Still more disturbing is the fact that Prime Minister Latortue made his statement at the inauguration ceremony of an “administrative investigation commission about possible embezzlement by the deposed regime between 2001 and 2004.” What would then be the purpose of that commission, if the case has been sufficiently researched for an international arrest warrant to be issued? How creative that is, and how interesting to know whether it can work without interfering with some of the responsibilities of the High Court of Audits and Administrative Affairs, as well as the responsibilities of the recently formed committee against corruption! Let’s just wait and see.
It is unfortunate to recall that the Prime Minister has a habit of making this kind of announcement without follow-up. The last time, it was about the sand pits of Laboule. The strong announcement banning the excavations ended in backpedaling (see Sabine Manigat’s editorial in Le Matin, November 5.) Several human rights organizations expressed skepticism about the practices of the transitional government. I cannot believe that the head of this government fails to realize how damaging those circumstances can be for his credibility.
Finally, to say the least, it is astonishing that the appointed head of that investigating commission is an unwavering adversary and a vocal detractor of the deposed regime. Mr.
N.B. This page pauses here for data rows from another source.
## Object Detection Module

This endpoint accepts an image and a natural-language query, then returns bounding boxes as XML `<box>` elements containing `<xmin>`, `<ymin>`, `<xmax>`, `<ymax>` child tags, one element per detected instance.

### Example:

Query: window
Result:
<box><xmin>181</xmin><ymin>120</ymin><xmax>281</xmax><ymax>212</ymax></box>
Paul Denis, spokesperson of the Convergence (if it still exists) or, in any case, an OPL representative, does not seem to realize that a minimum of ethics and a basic concern for fairness should keep him from accepting this role. Law experts would say that it is not enough that justice be served, but there must also be an appearance of justice.
There is an ethics of political responsibility. It is very strict. Its application is sometimes in the details. It is a must for all political leaders, whether in power or not, especially when those leaders claim to be moving us from anarchy by the way of democracy.